Letters
Good on ya Ayden!
Ed,
What an amazing on-going effort from Ayden who has now picked up 1000, 50 litre bags of other people’s rubbish from our local major roads (CVI 24/1/18).
And manufacturing all this thoughtlessly dumped rubbish used millions of litres of water, a finite resource that is essential to life.
Since water is such a vital resource it surprises me how little we value water as in Australia it is priced at less than a tenth of a cent per litre, according to Prof Penny Sackert, our former Chief Scientist. (ABC Radio National ‘Breakfast Show’ 2.12. 2010.)
With such a low value placed on such an important finite resource, is it any wonder that we are the world’s highest users of water, for we use more than one million litre of freshwater per person each year?
Still at least at present our water resources are in better shape than those of the four million residents of Capetown since, unless it rains, Capetown will run out of water in April.
Capetown has the dubious honour of being the world’s first major city to run out of water and from April onwards all of Capetown’s residents will be restricted to 25 litres of water per day.
The easiest way to use less water is to consider the amount of water used to manufacture the products you choose to use. So if you want to use less water, buy many more reusable products and buy far fewer throw-away products.

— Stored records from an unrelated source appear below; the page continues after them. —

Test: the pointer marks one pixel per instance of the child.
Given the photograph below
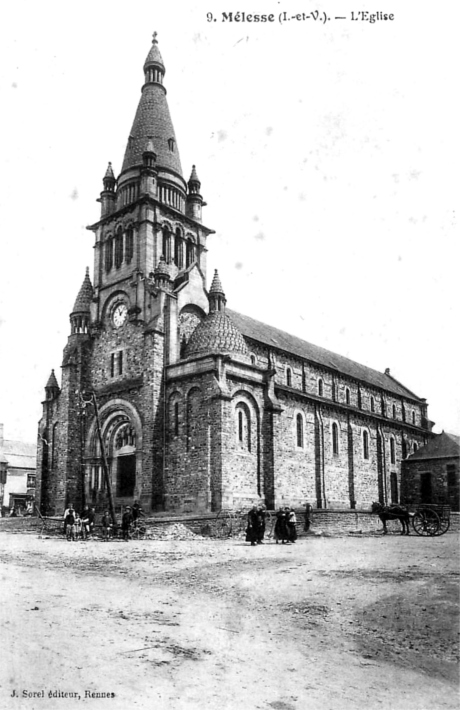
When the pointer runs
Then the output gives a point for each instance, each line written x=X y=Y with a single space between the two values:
x=78 y=527
x=70 y=524
x=106 y=525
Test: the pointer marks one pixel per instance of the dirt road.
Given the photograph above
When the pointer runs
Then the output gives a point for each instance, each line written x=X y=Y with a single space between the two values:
x=330 y=623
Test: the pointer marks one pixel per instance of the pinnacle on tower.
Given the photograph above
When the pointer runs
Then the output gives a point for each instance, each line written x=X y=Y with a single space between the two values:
x=194 y=183
x=52 y=387
x=80 y=316
x=217 y=298
x=107 y=198
x=194 y=200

I really congratulate Ayden, a young person for his ‘War on Waste’.
But the only problem is that if you start buying reusable items in preference to convenient throw-away items, Ayden might be out of his present labour of love for the world he inherits from those of us who grew up in a far less wasteful era.
But unlike the four million people of Capetown at least we’re unlikely to run out of water any time soon.
All the best in the future you choose.